With regards to the Polish Retail Fund, rent collections for the closure period from 1st March 2020 are showing an overall collection rate of 57% with lease restructuring and extension discussions ongoing for tenant-customers who have not paid yet. To date, 337 of 350 tenant-customers are now permitted to trade following the lifting of Stage 3 restrictions on 18th May 2020 and from the 6th June 2020 all tenant-customers apart from nine travel agencies will be permitted to open.

 

Given the expected future performance of the Fund, quality of the underlying covenants and the speed and strength of the recovery expected in Poland, Cromwell has advised it is happy to hold the Fund on its balance sheet for the medium term until markets stabilise and the Fund can be relaunched. This will not be good news to the protagonists opposing the Fund takeover.

 

Elsewhere in Europe, Cromwell advised that its Eurpoean REIT (CEREIT) has €229 million cash in bank and 34.5% in net gearing, however the requests for rent to be reprofiled account for only approximately 18% of annual headline rent. The bulk of the requests involved temporarily transitioning from paying rent three months in advance to once a month as well as deferring rents or early lease renewals with up front rent-free incentives. The Manager has only agreed to abatements amounting to less than €260,000 and tenant-customers granted such abatements have either extended their leases or removed break clauses.

 

From a local liquidity perspective, Cromwell advises that it is expected to have approximately $670 million of cash and available undrawn facilities but feels that its 40% gearing is satisfactory. The Board advised that it "is comfortable with Cromwell’s current level of gearing and its ability to absorb any fluctuations in valuations".

 

At least 50% of the portfolio will be revalued at 30th June 2020 in accordance with Cromwell’s valuation policy.

 

Cromwell has confirmed it will pay a distribution for the June 2020 quarter of 1.875 cents per security, as originally forecast.

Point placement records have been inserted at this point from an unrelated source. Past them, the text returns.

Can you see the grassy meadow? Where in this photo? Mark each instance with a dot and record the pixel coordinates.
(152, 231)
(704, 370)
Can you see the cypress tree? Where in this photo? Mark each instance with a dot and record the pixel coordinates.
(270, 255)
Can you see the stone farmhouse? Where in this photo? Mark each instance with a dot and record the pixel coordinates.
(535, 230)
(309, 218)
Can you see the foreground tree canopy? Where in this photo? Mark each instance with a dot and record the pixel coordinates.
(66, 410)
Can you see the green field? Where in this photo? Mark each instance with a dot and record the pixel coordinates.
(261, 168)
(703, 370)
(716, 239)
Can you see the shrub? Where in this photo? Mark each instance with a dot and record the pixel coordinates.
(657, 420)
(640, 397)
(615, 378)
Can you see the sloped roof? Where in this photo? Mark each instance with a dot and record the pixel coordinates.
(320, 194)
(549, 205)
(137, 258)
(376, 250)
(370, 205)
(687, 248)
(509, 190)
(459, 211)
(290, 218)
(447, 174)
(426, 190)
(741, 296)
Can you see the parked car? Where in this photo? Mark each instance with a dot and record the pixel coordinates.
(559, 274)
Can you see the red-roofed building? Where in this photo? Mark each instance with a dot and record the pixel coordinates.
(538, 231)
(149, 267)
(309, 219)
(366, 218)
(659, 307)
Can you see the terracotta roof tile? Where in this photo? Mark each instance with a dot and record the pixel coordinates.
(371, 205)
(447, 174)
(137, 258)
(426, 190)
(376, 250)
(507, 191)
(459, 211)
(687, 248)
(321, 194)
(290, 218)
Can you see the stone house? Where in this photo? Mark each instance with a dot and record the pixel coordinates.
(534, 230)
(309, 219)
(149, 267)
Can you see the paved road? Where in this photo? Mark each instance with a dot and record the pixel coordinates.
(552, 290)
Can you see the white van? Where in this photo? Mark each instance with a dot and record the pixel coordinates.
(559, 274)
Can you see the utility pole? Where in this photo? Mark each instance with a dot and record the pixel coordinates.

The distribution payment will be covered by earnings and cash flow.

 

In terms of a further outlook, Cromwell believes that the impacts of COVID-19 will be manifold. In office markets companies may look to extend leases in the short term so as not to incur relocation costs while they repair balance sheets. In the medium term, the recent trend of densification which has seen occupancy ratios contract by 30% over the last decade is likely to unwind as businesses provide employees with more space. This may offset the number of employees who end up spending more time working from home.

 

Cromwell expects outperformance from those real estate managers with :

• Quality office assets with secure income streams;

• Owners and managers who can offer adaptive and flexible solutions to the changing requirements of occupiers ;

• Investment in logistics and warehousing as companies increase ‘on shore’ supply chains and move away from just in time delivery;

• Investment in higher quality and greater care for seniors;

• Investment in Data Centres due to ongoing increase in data consumption, spurred by remote working; and

• Exposure to grocery stores, hypermarkets and hardware ‘big box retailers’ as compared to discretionary and specialty retail.

 

Cromwell CEO Paul Weightman, “we are strongly positioned to take advantage of the opportunities that will emerge from market dislocation. We will assess these, and other opportunities, as they arise, and on their individual merit, in order to maximise returns for our securityholders and investors”.